As Cognos disappears after 39 years as an independent company, it’s difficult to see another of its kind emerging in Canada. The next-largest software company in the country is Open Text Corp. (TSX: OTC), a Waterloo, Ont.–based maker of content management software that has amassed roughly US$660 million in revenue during its past four quarters, thanks in part to its own consolidation efforts (it acquired Toronto’s Hummingbird Ltd. in 2006). With another couple of companies under its belt, it could approach the US$1-billion milestone. But many industry watchers assume Open Text will also disappear into the maw of one enterprise software giant or another sooner or later. “The very likely exit for Open Text will be SAP,” says George Goodall, senior research analyst at Info-Tech Research in London, Ont. SAP’s recent US$6.8-billion takeover of Business Objects will certainly give it an opportunity to figure out how to swallow large companies, says Goodall, and Open Text could be next.
And when Open Text goes, who’s left? A scan of Canadian Business’s Tech 100 ranking reveals a dwindling list of software companies, especially those selling to businesses. Constellation Software (TSX: CSU) is the largest, with about US$230 million in trailing-four-quarter revenue. In March 2006, Geac was bought for about US$1 billion by Golden Gate Capital, and Infor (another Golden Gate company) acquired Workbrain in June of this year. DataMirror was snatched up by IBM in September.

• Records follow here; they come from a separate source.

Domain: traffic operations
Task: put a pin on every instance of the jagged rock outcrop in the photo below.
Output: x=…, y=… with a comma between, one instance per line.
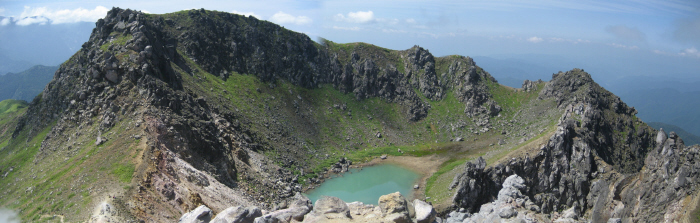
x=582, y=165
x=201, y=214
x=237, y=214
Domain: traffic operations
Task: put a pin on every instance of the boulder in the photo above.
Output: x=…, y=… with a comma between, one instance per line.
x=425, y=213
x=394, y=207
x=296, y=211
x=328, y=208
x=201, y=214
x=237, y=214
x=112, y=76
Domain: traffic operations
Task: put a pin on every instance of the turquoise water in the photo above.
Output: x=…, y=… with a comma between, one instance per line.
x=368, y=184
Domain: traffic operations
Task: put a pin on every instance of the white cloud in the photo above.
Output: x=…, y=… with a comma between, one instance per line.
x=693, y=52
x=355, y=28
x=43, y=15
x=626, y=33
x=5, y=21
x=356, y=17
x=247, y=14
x=534, y=39
x=33, y=20
x=284, y=18
x=393, y=31
x=622, y=46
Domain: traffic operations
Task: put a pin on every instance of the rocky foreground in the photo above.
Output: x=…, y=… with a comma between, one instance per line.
x=511, y=206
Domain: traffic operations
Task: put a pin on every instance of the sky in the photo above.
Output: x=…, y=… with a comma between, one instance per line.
x=613, y=38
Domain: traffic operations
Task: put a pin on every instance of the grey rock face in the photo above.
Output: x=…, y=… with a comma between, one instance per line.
x=394, y=207
x=201, y=214
x=425, y=213
x=328, y=208
x=237, y=214
x=296, y=211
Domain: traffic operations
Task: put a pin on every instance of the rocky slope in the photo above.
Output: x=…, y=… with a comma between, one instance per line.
x=601, y=163
x=159, y=114
x=158, y=90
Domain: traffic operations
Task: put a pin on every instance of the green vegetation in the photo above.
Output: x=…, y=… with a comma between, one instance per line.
x=123, y=171
x=10, y=106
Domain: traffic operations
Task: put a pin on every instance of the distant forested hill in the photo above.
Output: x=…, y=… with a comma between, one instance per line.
x=27, y=84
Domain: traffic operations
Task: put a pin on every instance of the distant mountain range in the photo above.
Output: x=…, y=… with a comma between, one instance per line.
x=658, y=99
x=22, y=46
x=27, y=84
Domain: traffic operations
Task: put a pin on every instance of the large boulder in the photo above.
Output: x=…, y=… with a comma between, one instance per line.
x=425, y=213
x=394, y=207
x=296, y=211
x=237, y=214
x=328, y=208
x=201, y=214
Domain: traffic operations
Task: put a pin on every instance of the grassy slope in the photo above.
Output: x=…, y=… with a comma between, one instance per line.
x=69, y=176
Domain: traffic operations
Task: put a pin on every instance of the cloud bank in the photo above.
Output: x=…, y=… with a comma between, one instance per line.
x=284, y=18
x=356, y=17
x=626, y=33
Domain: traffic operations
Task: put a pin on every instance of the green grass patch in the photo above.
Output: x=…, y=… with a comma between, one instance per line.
x=124, y=172
x=11, y=105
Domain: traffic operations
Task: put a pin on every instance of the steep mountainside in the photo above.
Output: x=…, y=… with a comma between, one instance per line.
x=27, y=84
x=158, y=114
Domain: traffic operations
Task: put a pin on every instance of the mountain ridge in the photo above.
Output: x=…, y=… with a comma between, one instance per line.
x=251, y=114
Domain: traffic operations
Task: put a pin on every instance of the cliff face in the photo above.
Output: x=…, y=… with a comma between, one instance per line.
x=601, y=161
x=158, y=87
x=164, y=113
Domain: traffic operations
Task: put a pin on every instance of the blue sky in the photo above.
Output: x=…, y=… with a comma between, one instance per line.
x=632, y=37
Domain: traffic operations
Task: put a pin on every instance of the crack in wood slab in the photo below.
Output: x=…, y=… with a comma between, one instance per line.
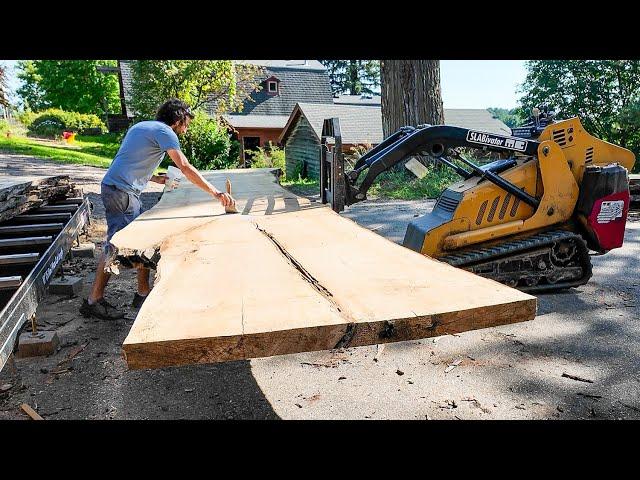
x=316, y=285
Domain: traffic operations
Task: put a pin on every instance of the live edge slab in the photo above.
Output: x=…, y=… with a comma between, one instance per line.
x=287, y=275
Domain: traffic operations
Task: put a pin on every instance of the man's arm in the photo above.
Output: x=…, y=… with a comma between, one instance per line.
x=196, y=178
x=161, y=179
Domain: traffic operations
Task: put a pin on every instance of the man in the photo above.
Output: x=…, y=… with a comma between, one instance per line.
x=141, y=152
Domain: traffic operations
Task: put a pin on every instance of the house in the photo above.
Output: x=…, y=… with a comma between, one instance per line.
x=357, y=99
x=360, y=124
x=284, y=83
x=263, y=116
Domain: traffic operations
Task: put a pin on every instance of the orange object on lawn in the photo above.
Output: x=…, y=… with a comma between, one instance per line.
x=70, y=137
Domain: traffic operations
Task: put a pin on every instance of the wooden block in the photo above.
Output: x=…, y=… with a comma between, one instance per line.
x=287, y=277
x=19, y=194
x=42, y=343
x=84, y=250
x=68, y=285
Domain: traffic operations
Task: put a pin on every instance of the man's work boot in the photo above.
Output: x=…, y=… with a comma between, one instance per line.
x=138, y=300
x=101, y=309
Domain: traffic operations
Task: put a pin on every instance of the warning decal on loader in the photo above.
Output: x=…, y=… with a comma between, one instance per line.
x=610, y=211
x=497, y=140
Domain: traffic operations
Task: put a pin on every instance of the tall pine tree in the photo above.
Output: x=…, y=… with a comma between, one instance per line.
x=353, y=77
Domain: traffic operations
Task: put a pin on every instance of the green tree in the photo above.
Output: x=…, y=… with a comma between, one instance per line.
x=604, y=94
x=71, y=85
x=354, y=77
x=224, y=84
x=4, y=96
x=510, y=117
x=30, y=92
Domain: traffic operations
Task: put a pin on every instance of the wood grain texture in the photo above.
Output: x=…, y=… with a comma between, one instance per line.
x=288, y=276
x=19, y=194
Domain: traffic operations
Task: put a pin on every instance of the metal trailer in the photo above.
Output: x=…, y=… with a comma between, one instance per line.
x=33, y=246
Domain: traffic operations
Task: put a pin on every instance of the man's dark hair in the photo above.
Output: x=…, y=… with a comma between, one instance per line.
x=173, y=110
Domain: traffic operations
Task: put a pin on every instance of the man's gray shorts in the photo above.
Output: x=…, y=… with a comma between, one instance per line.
x=121, y=208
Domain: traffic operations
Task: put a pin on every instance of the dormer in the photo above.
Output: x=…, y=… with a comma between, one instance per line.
x=272, y=86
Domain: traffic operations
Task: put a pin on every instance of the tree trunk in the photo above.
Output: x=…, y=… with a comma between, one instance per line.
x=353, y=77
x=411, y=94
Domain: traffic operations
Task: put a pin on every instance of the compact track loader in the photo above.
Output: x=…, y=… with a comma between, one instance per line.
x=528, y=220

The buying spree is partly due to the fact that companies of a certain size are just natural tuck-under acquisitions. But another reason is that the market for corporate software has turned, with interest in stand-alone best-of-breed applications waning in favour of integrated systems offered by the likes of Oracle, SAP and IBM. “People are looking for easy choices, or consolidating their application portfolio,” Goodall says. “People are looking for one throat to choke.” The boom in corporate software applications that began in the 1990s is coming to an end — and it’s harder to spot where the next big opportunities lie. There’s buzz about Web 2.0 social applications, but Goodall doesn’t expect those to grow like business intelligence did. “There isn’t necessarily the next, big bright shining ball to pursue,” he says.
The sky isn’t falling, though. Technology is ever-evolving, so it’s quite possible for the brains inside a company such as Cognos to leave and crack open a new market. But it will take time, gumption and savvy to spot a trend in corporate IT that will warrant a company worth $5 billion 10 years from now. And, given past experience, no one should expect it to remain Canadian for long.